Red Hat Bugzilla – Bug 1470959
deadlock between multi-host recipe sets with host requirements can sometimes occur if jobs are dirty
Last modified: 2017-09-19 23:53:06 EDT
Bug 889065 tried to avoid deadlocks between multi-host recipe sets with related host requirements, by using a very blunt hammer: any recipe in a recipe set that has been scheduled, will be given higher priority over any recipe that is not.
This was achieved by adding .order_by(RecipeSet.lab_controller == None) in the schedule_queued_recipes routine, when it is looking for candidate recipes ready to be scheduled. This effectively sorts any recipe where recipe_set.lab_controller has been set to the top of the list. This attribute is set when the first recipe in the set is scheduled.
As an example:
R:2 (requires system-a)
R:3 (requires system-b)
R:5 (requires system-a)
R:6 (requires system-b)
Initially system-a and system-b are both busy.
Then system-a becomes free, and R:2 is scheduled onto it (since its id is lower, assuming RS:1 and RS:4 are equal priority).
Then system-b becomes free, and R:3 *should* be scheduled onto it, regardless of any other factors such as priority.
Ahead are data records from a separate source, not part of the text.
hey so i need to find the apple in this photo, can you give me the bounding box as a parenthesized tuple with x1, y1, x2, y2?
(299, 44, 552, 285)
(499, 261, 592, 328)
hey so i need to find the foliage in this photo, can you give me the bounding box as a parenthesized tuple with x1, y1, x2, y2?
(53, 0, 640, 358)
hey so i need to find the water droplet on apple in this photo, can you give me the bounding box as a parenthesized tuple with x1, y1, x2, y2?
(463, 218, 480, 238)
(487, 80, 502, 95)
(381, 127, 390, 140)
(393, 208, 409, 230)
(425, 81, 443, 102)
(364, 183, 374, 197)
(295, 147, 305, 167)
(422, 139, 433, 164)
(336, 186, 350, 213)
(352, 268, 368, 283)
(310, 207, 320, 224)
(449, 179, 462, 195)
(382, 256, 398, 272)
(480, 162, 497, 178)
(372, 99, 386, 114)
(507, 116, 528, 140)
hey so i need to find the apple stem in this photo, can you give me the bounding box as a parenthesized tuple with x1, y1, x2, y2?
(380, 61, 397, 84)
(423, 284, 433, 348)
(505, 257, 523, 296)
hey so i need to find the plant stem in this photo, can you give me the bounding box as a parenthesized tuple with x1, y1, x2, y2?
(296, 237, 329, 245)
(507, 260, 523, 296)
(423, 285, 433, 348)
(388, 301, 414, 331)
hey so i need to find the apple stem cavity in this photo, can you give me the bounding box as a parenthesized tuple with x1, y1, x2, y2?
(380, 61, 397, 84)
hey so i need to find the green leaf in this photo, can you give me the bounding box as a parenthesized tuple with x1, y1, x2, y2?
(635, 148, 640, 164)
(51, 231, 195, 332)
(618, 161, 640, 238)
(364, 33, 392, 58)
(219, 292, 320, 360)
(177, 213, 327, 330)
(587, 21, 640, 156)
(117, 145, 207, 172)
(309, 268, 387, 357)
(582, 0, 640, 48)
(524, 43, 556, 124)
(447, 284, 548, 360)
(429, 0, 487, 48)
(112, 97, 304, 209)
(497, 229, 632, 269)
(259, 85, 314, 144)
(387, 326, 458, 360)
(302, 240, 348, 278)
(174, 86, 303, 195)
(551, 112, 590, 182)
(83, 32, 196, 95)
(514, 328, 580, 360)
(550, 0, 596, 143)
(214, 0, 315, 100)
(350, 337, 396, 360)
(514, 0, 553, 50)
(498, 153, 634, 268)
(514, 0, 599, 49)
This is the .order_by() fix for bug 889065.
*However* this fix assumes that all potentially deadlocking recipes will be selected by the query -- and thus just tweaking the ordering of the results is enough to ensure the correct recipe is fixed.
One of the filter criteria in all scheduler criteria is to exclude dirty jobs. This dates to when beakerd was running update_dirty_jobs concurrently with the scheduling routines (bug 807237), although we later had to serialize it to avoid database deadlocks even between unrelated jobs (bug 952587).
In the example above, if RS:1 and RS:4 are part of a much larger job including unrelated recipe sets which have already started running (and thus the harness is marking the jobs dirty as it sends new results), then at each scheduling pass either R:2 or R:5 could be excluded randomly from the query. If R:2 is excluded because it is dirty but R:5 is not dirty, then the scheduler will pick R:5 instead, defeating the .order_by() and leading to deadlock.
The obvious solution is to just remove the criterion which is filtering out dirty jobs from the scheduler queries. By definition the harness cannot be sending updates for a recipe that is still queued. But I'm not sure if that could break things in some other way.